(University of Cologne)

‘Places We Don’t Want to Go’: Complicity in Child Soldier Narratives”

From autobiografiction to more traditional novels and films, narratives dedicated to the experiences of child soldiers carry within them a great moral dilemma: how can one describe the atrocities committed by a minor and yet retain the audience’s moral support? In many cases, the authors, editors and publishers follow a particular agenda, whereby showing the plight of children active in acts of war is intended to secure support for NGOs and human rights organisations such as UNICEF. The readership, by turning to this particular genre, is implicitly aware of the moral dilemma and the overall socio-political aim. Readers want to be informed, yet they prefer to skip over the gory details and fast forward to the passages where the child is finally rescued and restored to its family or finds shelter in a special camp. Most narratives cater to these expectations by radically shortening the passages dedicated to armed combat and instead highlighting the “childness” of the protagonists through various narrative techniques and content-related tropes.

Reality, however, is often different. Young men and women volunteer because they need the money offered by militias to support their families, they seek glory or enjoy the comradeship, and in spite of all the traumatic experiences they even return to their platoons after having been “rescued”. Yet, none of the accounts dedicated to a child soldier’s experiences cover this issue. What’s more, the great majority of narratives focuses on boy soldiers, as if the thought of girl soldiers might overextend the audience’s willing suspension of disbelief.

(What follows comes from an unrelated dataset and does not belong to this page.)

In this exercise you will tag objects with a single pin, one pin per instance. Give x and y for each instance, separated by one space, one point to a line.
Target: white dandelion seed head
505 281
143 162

My work starts with the premise that emotional involvement is needed to achieve a sense of complicity in the reader. I will try to provide an overview of how, in the sub-genre of child soldier narratives, certain tropes and narrative patterns establish a form of narrative complicity that is hard for readers (or the audience, in film versions) to avoid, simply by way of their emotional involvement during reader. However, there is another level of readerly complicity that is situated on a more abstract level of aesthetic enjoyment, which I will try to carve out on the example of Chris Abani’s outstanding novella Song for Night (2007), which refuses to embrace the usual stereotypical components and instead highlights the reader’s complicity by breaking down these unspoken narrative rules and boundaries. Complicity, in this context, is manifold: intradiegetically, it is to be understood as the creator agreeing not to display the cruel truth that lies at the heart of all of these stories, in order to ascertain an untainted relationship between recipient and main protagonist, who reads the stories as a fictionalised version of the truth. Extradiegetically, creator and audience agree that the protagonists and who they symbolically stand for may be guilty of atrocious crimes but are redeemed simply by offering their stories and because they eventually submit to the care of UNICEF and thus return to “civilisation”. Both, the authors and the audiences, prefer to ignore the ugly fact that child soldiers are very often accepted by their communities as valuable contributors to everyday survival. When Abani highlights that reading such stories also allows an experience of beauty and enjoyment, the simple equation proposed in Human Rights Narratives becomes much more complicated.